In his recent column in the Calgary Herald, Prof. David Mayne Reid marched out a squad of seven straw men to explain why "so many" people do not "accept climate change data." Among the reasons the professor suggested were fear of unpleasant truths; a genetic incompetence at managing slow-motion disasters; short-term economic thinking; selfishness; ignorance; excessive humility about the ability of humanity to affect the climate; and misinformation campaigns that buy people off.

Reid offers no evidence in imputing such base motivations to those who disagree with him, dismissing the need to back up his claims with hauteur worthy of Marie Antoinette when he says "I am not going to bother refuting such silliness." Naturally, with the profound egotism of the ivory-tower academician, he does not allow for any possibility that people might disagree with him for perfectly valid reasons, and that they could be both honest and sincere in holding a different interpretation of climate data.

With all due respect for the professor, I'd like to offer up five reasons that people might not accept the catastrophic modelling exercises and horror stories that he seems to have confused with actual climate change data.

First, people instinctively and rightly doubt others who spin end-of-the world stories, demand a "wrenching transformation" of society, and who clearly have a radical social agenda independent of (and predating) their climate concerns. People know from experience that, as H. L. Mencken observed, "The whole aim of practical politics is to keep the populace alarmed (and hence clamorous to be led to safety) by menacing it with an endless series of hobgoblins, all of them imaginary." People have seen other eco-scares rise and get debunked over and over again.

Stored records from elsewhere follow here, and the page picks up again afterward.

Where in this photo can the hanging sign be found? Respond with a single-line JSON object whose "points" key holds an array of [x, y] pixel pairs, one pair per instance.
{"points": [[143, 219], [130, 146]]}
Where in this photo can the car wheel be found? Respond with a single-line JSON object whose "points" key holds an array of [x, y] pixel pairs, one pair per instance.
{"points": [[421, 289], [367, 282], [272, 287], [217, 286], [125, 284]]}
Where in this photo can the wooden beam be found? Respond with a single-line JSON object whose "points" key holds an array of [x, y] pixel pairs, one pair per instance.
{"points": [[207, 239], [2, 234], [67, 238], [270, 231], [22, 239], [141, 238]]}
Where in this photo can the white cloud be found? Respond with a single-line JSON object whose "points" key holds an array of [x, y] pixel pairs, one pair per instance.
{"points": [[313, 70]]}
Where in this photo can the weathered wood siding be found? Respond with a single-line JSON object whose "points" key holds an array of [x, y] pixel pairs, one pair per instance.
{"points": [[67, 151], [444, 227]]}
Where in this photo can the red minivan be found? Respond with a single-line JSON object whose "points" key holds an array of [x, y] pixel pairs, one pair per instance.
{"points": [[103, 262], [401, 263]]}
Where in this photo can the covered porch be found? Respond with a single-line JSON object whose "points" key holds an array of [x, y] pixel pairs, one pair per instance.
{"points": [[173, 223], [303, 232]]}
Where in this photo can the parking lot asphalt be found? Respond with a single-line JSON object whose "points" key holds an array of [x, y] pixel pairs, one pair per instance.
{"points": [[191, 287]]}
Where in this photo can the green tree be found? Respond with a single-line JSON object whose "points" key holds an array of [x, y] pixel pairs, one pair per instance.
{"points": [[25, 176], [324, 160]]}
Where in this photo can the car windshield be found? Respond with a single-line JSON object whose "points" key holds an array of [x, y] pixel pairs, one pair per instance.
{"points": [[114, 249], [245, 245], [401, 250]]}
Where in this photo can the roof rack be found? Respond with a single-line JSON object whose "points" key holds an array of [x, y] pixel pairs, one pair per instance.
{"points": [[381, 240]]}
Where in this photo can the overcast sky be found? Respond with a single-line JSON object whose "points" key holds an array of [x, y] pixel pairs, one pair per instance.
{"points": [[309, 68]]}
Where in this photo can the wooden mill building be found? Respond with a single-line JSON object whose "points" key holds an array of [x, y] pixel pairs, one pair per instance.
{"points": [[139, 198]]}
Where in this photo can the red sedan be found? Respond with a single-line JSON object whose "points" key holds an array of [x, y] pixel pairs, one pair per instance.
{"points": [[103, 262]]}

As for Rachel Carson, whom Professor Reid lionizes, I'm sure that the tens of millions of people who have died of malaria since Silent Spring would have wished that the world ignored her crusade against pesticides such as DDT for quite a lot longer.

Second, people have the good sense to realize that the only hard evidence we have about climate change is not only geographically spotty, it covers barely an eyeblink in geologic history. Until very recently, temperature recordings were taken with inaccurate thermometers, using unscientific methods, biased by urbanization, technological changes, and weather stations moving about and going into and out of existence due to economics, politics and other factors.

Satellites and weather balloons provide far higher quality data (if shorter in duration), but they show very little evidence of man-made global warming. In short, people understand, as Carl Sagan pointed out, that "Extraordinary claims require extraordinary evidence," and that climate alarmists don't have extraordinary evidence. They don't even have much ordinary evidence.

Third, people understand that correlation is not evidence of causality.

Yes, some warming (and the side-effects of that warming such as early onset spring) has correlated with greenhouse gas emissions. But then, so has an increase in the height of the average human being, the number of people getting high school and college diplomas, the number of women in the workforce, the percentage of the world population that speaks English, the number of countries embracing democracy, the number of people saying "can you hear me now" into a cellphone and a few hundred other trends that may or may not be causally related to each other.

Fourth, people instinctively (and rightly) doubt those who claim to be able to predict the future.

Climate models are not "data," they are mathematical constructs subject to the garbage-in-garbage-out problem inherent in all such models. Anyone who missed the fact that economic models (which are modelling something considerably less complex than the climate) failed to predict the implosion of the world's economy recently must be living in a cave. The same is true for those who have missed the fact that the last 10 years have failed to warm despite increasing greenhouse gas concentrations, and that satellites have failed to detect the signature "hot-spot" in the tropical troposphere that climate theory predicts.

Fifth, people recognize politics when they see it.

They see China, the world's largest emitter, refusing to cap its emissions, and demanding massive amounts of transferred wealth. They see India doing the same thing, and neither country taking responsibility for building Paul Ehrlich's "population bomb," which will inflict vastly greater environmental harm over the next 100 years than the developed world has inflicted to date or will ever inflict in the future. People have watched as Europe's ecotaxes and emission trading system have inflicted economic damage without environmental benefit, and they've watched once-glorious California sacrifice its massive economy on the altar of environmental correctness.

In summary, contrary to Reid's assumption that anyone who might disagree with him about climate change is either genetically, mentally, economically, or morally defective, there are ample reasons to doubt the claims of climate alarmists such as Al Gore, James Hansen or the good professor himself.